Switch to `credentials: "same-origin"` — the request URL is always
same-origin because `space.proxy.buildUrl(...)` rewrites to the
space-agent `/api/proxy` endpoint. The proxy explicitly strips the
`cookie` header before forwarding upstream (see
`UPSTREAM_REQUEST_HEADERS_TO_STRIP` in `server/router/proxy.js`), so
this change does not leak space-agent session state to `chatgpt.com`.
The Codex `/models` endpoint requires the `client_version` query
parameter; omitting it returns HTTP 400 `invalid_request_error` with
`loc: ('query', 'client_version'), msg: 'Field required'`. The
previous `CODEX_MODELS_ENDPOINT` constant resolved to the bare path
without the query, so every live discovery call was rejected and the
settings dropdown kept falling back to the static catalog.
The value itself is not account-scoped and only identifies the caller
surface; we advertise `0.0.0` to match the User-Agent prefix we
already send for Cloudflare compliance.
`summarizeOnscreenAgentLlmSelection` and `summarizeAdminAgentLlmSelection` fell through to `summarizeLlmConfig(apiEndpoint, model)` for any non-local provider, which meant a signed-in Codex session displayed the unconfigured API- tab default (`anthropic/claude-sonnet-4.6`) next to the composer and throughout the thread view even though the active transport was Codex with `gpt-5.4` (or whichever Codex model the user selected).

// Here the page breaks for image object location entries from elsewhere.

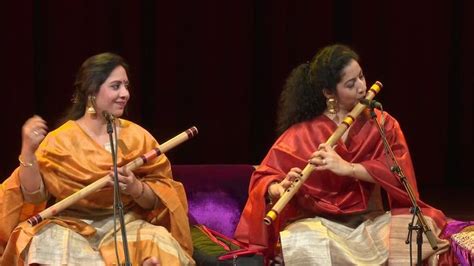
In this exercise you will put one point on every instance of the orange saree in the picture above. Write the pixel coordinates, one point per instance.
(69, 160)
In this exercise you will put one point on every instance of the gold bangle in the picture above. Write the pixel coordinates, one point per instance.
(141, 192)
(353, 169)
(25, 164)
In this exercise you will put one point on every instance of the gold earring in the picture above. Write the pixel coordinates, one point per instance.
(90, 105)
(331, 105)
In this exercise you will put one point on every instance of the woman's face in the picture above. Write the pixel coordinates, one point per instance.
(352, 87)
(113, 94)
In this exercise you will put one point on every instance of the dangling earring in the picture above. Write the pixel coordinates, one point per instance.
(90, 105)
(331, 105)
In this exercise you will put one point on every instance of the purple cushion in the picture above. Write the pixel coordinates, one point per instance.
(216, 193)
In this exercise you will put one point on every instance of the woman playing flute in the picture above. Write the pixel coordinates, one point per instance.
(337, 217)
(56, 164)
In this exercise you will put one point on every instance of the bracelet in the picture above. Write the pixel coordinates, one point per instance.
(269, 198)
(23, 163)
(353, 169)
(141, 192)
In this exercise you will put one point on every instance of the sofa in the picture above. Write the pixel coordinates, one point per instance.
(216, 193)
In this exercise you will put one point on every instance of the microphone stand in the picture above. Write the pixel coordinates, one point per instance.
(118, 202)
(421, 225)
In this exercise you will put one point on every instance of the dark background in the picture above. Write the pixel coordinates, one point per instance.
(220, 65)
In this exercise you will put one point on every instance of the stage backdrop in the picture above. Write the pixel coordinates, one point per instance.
(220, 65)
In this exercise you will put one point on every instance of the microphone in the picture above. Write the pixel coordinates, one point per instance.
(108, 116)
(371, 103)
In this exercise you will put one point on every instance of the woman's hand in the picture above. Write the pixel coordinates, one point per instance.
(32, 133)
(275, 190)
(327, 159)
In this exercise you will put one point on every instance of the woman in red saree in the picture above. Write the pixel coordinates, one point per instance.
(337, 217)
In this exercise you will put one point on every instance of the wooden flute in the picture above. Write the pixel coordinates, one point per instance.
(139, 161)
(298, 182)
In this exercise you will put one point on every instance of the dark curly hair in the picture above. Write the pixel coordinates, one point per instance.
(91, 75)
(302, 97)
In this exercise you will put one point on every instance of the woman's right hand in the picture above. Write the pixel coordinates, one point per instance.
(276, 190)
(32, 133)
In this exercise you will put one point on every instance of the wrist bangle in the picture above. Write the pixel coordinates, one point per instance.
(25, 164)
(141, 192)
(353, 169)
(269, 196)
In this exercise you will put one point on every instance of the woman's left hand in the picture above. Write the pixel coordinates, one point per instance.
(327, 159)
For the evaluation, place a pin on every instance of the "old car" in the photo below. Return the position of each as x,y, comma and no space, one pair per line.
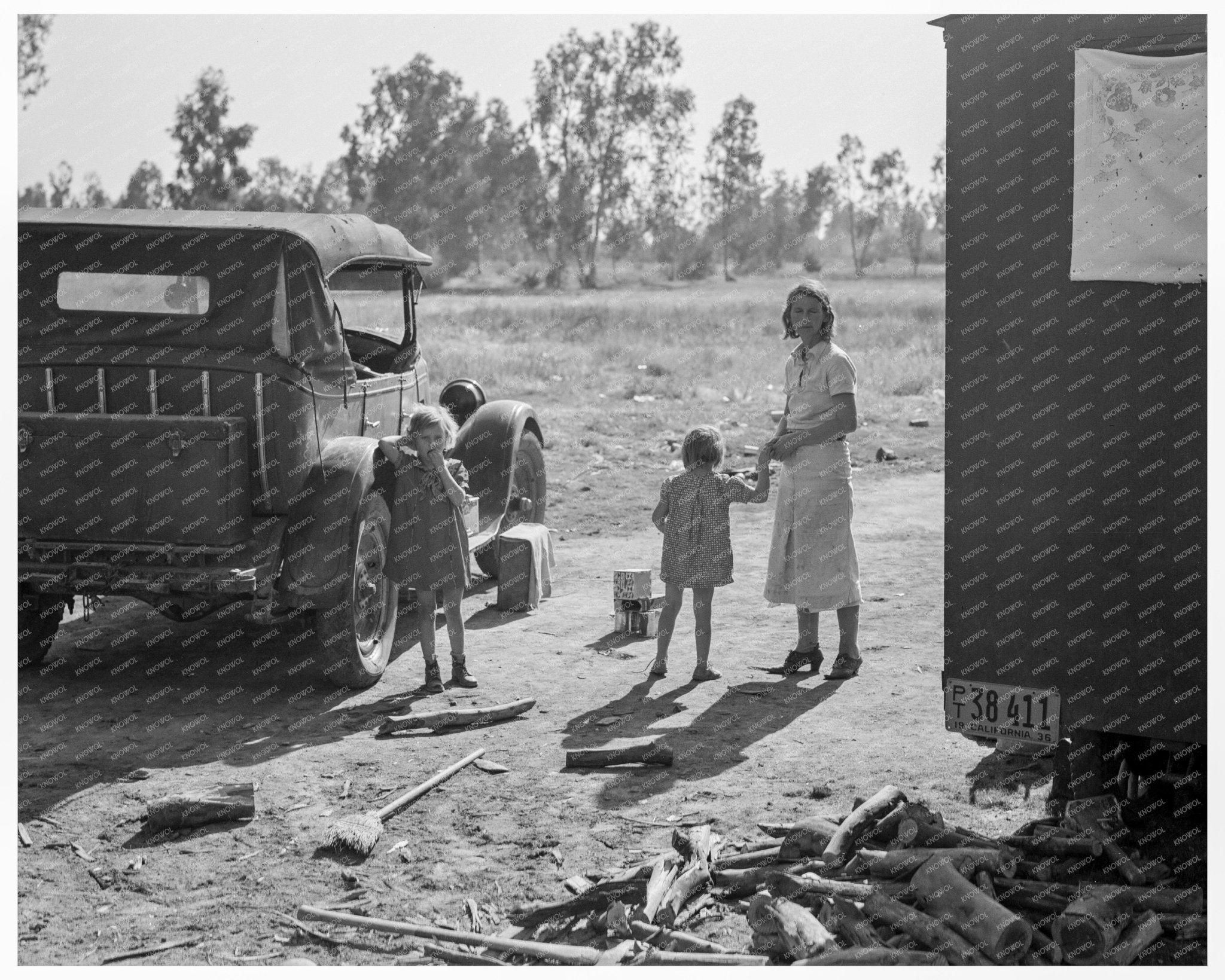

Add an explicit `CODEX` branch to both summaries that reads `settings.codexModel`, normalized through `normalizeCodexModelId()` so empty or missing values fall back to the shipped default `gpt-5.4-mini` rather than an empty string. The API branch remains unchanged so existing OpenRouter and other OpenAI-compatible setups are unaffected.
Saving Codex settings previously flashed the status text `API chat settings updated.` (overlay) or `API LLM settings updated.` (admin), which is misleading because the active provider at save time is Codex, not the OpenAI-compatible API tab. Both stores now branch explicitly on `CODEX` and surface `ChatGPT settings updated.` so the confirmation matches the tab the user just saved from.
The module cannot be fully exercised without an active ChatGPT Plus subscription, so the AGENTS.md now spells out explicitly what a reviewer can and cannot verify without credentials. Pure-function tests, endpoint auth-gate registration, and module-hierarchy import cleanliness are reviewable without a subscription; the OAuth flow, live chat, refresh, and live catalog discovery are not. This prevents reviewers from either (a) rejecting the PR because they cannot reach end-to-end verification locally or (b) trying to use personal credentials and leaving them in temp state afterwards.
Commit c637738 renamed the poll endpoint's return field from `status` to `state` to avoid collision with the shared router's HTTP-status heuristic in `server/router/responses.js`, but the two AGENTS.md descriptions of the endpoint contract were not updated. This brings server/api/AGENTS.md and server/lib/openai_codex/AGENTS.md in line with the code and notes the reason for the unusual field name so future readers do not try to "fix" it back to `status`.
`OnscreenAgentCodexLlmClient.validateSettings` checked `settings.model`, but the Codex request hook reads the model slug from `settings.codexModel` (with `settings.model` only as a last- resort fallback when `codexModel` is empty). The check therefore passed for any user whose API tab still held the default OpenRouter model `anthropic/claude-sonnet-4.6` even when Codex was the active provider and `codexModel` was blank, and the subsequent Codex request would fail with an unrelated upstream error. Switch the check to the admin-side pattern (`!codexModel && !model`) so both fields must be empty before the "choose a Codex model" error surfaces. The default in `DEFAULT_ONSCREEN_AGENT_SETTINGS.codexModel` means this rarely fires in practice, but the asymmetry between the overlay and admin clients was a real drift.
The exported `isCodexEndpoint` matcher was never called — the two extension hooks gate on `settings.provider === "openai-codex"` directly, which is stricter (provider intent) than URL matching (could false-positive if a user pointed the API tab at Codex manually). Per the project policy against unused compat shims and mirrored code paths, remove the helper and its AGENTS.md paragraph and add a short explanation of why the gate is the settings field rather than a URL matcher.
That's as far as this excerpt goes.